¿Se puede escribir sobre Picasso sin haber estado en Horta de Sant Joan? Algunos estudiosos lo han hecho pero, sinceramente, creo que en estos casos les tiene que resultar difícil llegar a captar algo sustancial sobre este genial artista. Si el arte tiene que ver fundamentalmente con las emociones, si nos ayuda a conseguir algo tan importante en nuestras vidas como aferrarnos a las cosas que amamos cuando ya se han ido, resulta imposible adentrarse en la figura de Picasso sin, por ejemplo, haber contemplado la montaña de Santa Bárbara. Para los habitantes de Horta de San Juan —algunos defienden la grafía Orta— este singular contrafuerte de Els Ports es mucho más que “su montaña”. Para ellos, para cualquier otro que haya tenido una mínima relación anímica con la población, la silueta de esta montaña representa todo un símbolo, una imagen capaz de evocar y mantener unidos los mejores recuerdos vividos en este lugar.
Santa Bárbara acompañó a Picasso desde que pasó, en el año 1898, una primera temporada en Horta. Fue invitado por su amigo Manuel Pallarès, hijo del pueblo, que también era pintor y compañero de las clases de dibujo que ambos seguían en Barcelona. Diez años más tarde, cuando Picasso decidió pasar una segunda temporada en Horta, se detuvo en Barcelona procedente de París y visitó a su amigo Pallarès. Fue entonces cuando este le regaló un pequeño óleo que había pintado de la montaña de Santa Bárbara. Este cuadro, tal como explica Elías Gaston, le acompañó durante toda su vida y ocupó un lugar preferente en todas las residencias donde vivió.
Es evidente que el cuadro tenía un gran valor sentimental para Picasso. Por un lado, le recordaba a su gran amigo, a quien le unía una profunda amistad que solo separó la muerte. Por otra parte, varios expertos, especialmente el poeta, biógrafo y también amigo de Picasso Josep Palau i Fabre, destacaron el vínculo emocional que el artista mantuvo a lo largo de su vida con Horta y su paisaje.

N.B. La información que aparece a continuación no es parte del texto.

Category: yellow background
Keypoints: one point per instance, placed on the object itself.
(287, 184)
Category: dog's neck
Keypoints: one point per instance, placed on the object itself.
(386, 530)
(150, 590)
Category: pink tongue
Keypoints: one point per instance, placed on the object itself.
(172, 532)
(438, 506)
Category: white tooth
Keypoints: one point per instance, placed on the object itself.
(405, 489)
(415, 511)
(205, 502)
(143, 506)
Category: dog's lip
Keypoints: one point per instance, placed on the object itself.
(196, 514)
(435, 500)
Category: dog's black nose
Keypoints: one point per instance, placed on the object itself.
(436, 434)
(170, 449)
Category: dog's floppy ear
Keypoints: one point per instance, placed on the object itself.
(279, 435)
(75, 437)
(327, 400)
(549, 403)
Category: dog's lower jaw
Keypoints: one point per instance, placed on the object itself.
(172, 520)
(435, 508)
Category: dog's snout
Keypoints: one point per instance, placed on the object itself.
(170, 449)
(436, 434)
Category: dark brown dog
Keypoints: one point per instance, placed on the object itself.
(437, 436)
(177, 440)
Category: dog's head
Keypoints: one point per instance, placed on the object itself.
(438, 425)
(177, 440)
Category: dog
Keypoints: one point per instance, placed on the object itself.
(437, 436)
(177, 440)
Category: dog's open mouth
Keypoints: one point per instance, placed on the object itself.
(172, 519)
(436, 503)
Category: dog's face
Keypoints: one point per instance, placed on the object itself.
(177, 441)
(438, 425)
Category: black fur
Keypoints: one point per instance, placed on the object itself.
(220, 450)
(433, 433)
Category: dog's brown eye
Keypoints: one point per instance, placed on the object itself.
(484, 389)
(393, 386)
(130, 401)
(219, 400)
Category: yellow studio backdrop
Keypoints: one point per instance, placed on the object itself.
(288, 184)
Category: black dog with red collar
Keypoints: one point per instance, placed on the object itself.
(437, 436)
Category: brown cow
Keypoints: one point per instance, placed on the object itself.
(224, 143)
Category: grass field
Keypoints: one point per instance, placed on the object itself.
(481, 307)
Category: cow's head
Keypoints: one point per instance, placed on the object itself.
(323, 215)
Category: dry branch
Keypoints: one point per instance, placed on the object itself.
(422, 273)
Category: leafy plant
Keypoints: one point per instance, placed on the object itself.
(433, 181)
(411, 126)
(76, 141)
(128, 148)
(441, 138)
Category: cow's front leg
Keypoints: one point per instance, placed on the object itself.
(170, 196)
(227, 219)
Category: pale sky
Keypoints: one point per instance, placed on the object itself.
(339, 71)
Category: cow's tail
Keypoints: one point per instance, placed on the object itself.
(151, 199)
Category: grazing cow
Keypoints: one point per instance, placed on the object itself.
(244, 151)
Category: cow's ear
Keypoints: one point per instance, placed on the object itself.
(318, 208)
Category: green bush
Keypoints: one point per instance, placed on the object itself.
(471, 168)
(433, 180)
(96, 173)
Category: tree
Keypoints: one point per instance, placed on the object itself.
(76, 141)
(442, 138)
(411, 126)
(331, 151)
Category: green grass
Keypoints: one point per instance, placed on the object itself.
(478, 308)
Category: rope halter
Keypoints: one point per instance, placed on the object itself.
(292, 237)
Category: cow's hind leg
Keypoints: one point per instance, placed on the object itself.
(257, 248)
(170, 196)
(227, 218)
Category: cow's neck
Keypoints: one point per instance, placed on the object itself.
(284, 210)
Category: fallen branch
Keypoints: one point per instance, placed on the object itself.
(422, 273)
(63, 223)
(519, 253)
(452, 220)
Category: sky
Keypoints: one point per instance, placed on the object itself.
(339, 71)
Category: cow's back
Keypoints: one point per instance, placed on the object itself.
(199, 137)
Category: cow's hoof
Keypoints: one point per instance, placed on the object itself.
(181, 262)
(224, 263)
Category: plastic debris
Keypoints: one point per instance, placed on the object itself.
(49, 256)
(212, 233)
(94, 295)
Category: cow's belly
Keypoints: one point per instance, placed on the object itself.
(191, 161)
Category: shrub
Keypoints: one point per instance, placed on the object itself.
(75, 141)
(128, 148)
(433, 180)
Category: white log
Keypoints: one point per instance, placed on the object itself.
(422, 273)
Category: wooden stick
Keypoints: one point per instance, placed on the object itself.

Es bien conocido el fragmento de la conversación que mantuvo Picasso con la delegación del Ayuntamiento de Horta, que fue a visitarle en 1969 a su residencia de Notre-Dame-de-Vie, en la Costa Azul francesa. Ante su casa dijo: «Mirad este paisaje, parece vuestro pueblo, es empinado y está lleno de pinos. Y estos olivos, siempre me dice Dominguín —aquel torero que es amigo mío— que los corte porque me quitan la vista de la casa y, además, no producen nunca aceitunas. Pero no quiero. Me gustan, me recuerdan a Horta».

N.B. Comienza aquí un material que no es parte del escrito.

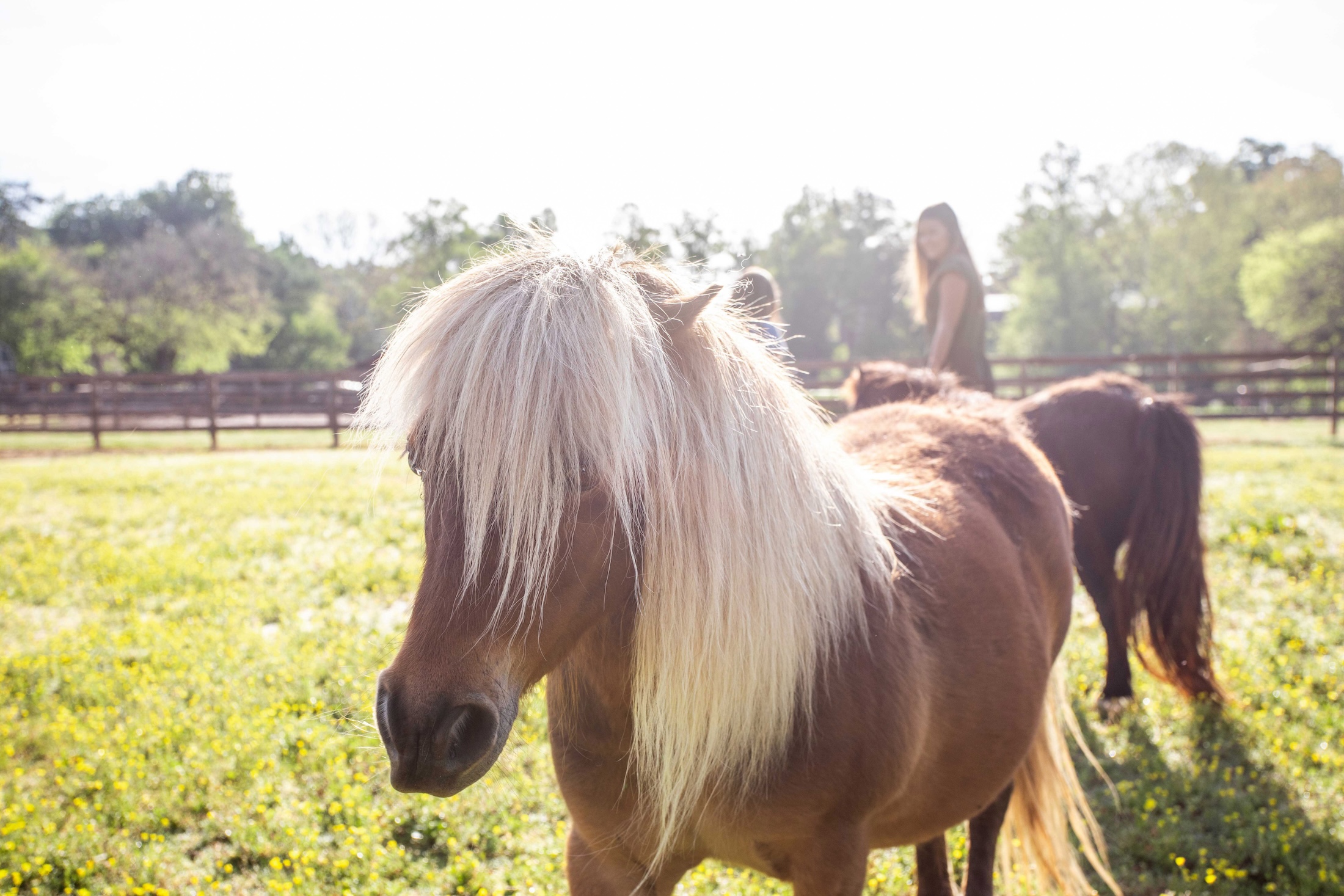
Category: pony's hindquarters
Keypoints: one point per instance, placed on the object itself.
(1164, 564)
(1049, 803)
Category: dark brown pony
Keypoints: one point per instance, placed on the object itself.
(1130, 461)
(767, 640)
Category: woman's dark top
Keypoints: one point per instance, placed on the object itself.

Sin embargo, curiosamente, no siempre se mencionan o se destacan estas estancias de juventud cuando se analiza la figura del pintor. Y a menudo se suele poner mucho más énfasis en la segunda de las estancias, la de 1909. Picasso se acercaba entonces a la treintena y ya empezaba a ser un pintor reconocido internacionalmente, especialmente en Francia. ¿Cómo es que un pintor que empezaba a ser valorado en París, la meca mundial del arte, decide ir a pasar unos meses en un pueblo perdido de la Terra Alta? Según algunos especialistas, esta segunda estancia responde al deseo de reencontrarse con unos paisajes especialmente estimados en un momento en que en su cabeza tomaba forma el estilo que luego alguien, despectivamente, bautizó como cubismo.
La balsa, La fábrica o Casas sobre una colina, son ejemplos de cuadros pintados en Horta que forman parte fundamental de la historia del arte del siglo XX. Además, Picasso pintó la montaña de Santa Bárbara en varios cuadros. Uno de ellos, actualmente en el Museo de Arte de Denver, con una mirada que según los expertos recuerda a Montagne Sainte Victoire de Cézanne. En otros aparece mezclada con el retrato de Fernande. Cabe decir que esta segunda estancia fue bien sonada en Horta por otros motivos no directamente artísticos. Picasso llegó acompañado de su amante, la modelo francesa Fernande Olivier. La pareja revolucionó el pueblo, tal como ha descrito magistralmente Toni Orensanz en la novela El verano del amor.
A pesar de la relevancia de esta segunda estancia, según Elías Gaston, fue la primera la que resultó capital en la vida del artista. La importancia no viene dada por las obras pintadas sino por las experiencias vividas. Picasso llegó el verano de 1898, alrededor de San Juan, con dieciséis años. Entonces ya era un joven prometedor que había ganado el año anterior una mención en la Exposición Nacional de Bellas Artes de Madrid con la obra Ciencia y caridad, pasando por delante de pintores con mucha más trayectoria que él, incluso de su padre, también pintor.
El joven artista estaba pasando dificultades económicas porque la familia le había retirado parte de la asignación que recibía debido a su comportamiento y, además, había estado enfermo de escarlatina. Su amigo Pallarès le invitó a pasar el verano convencido de que los caldos de gallina de su madre y el aire de las montañas de Els Ports eran lo que necesitaba su amigo para recuperar la salud y el ánimo.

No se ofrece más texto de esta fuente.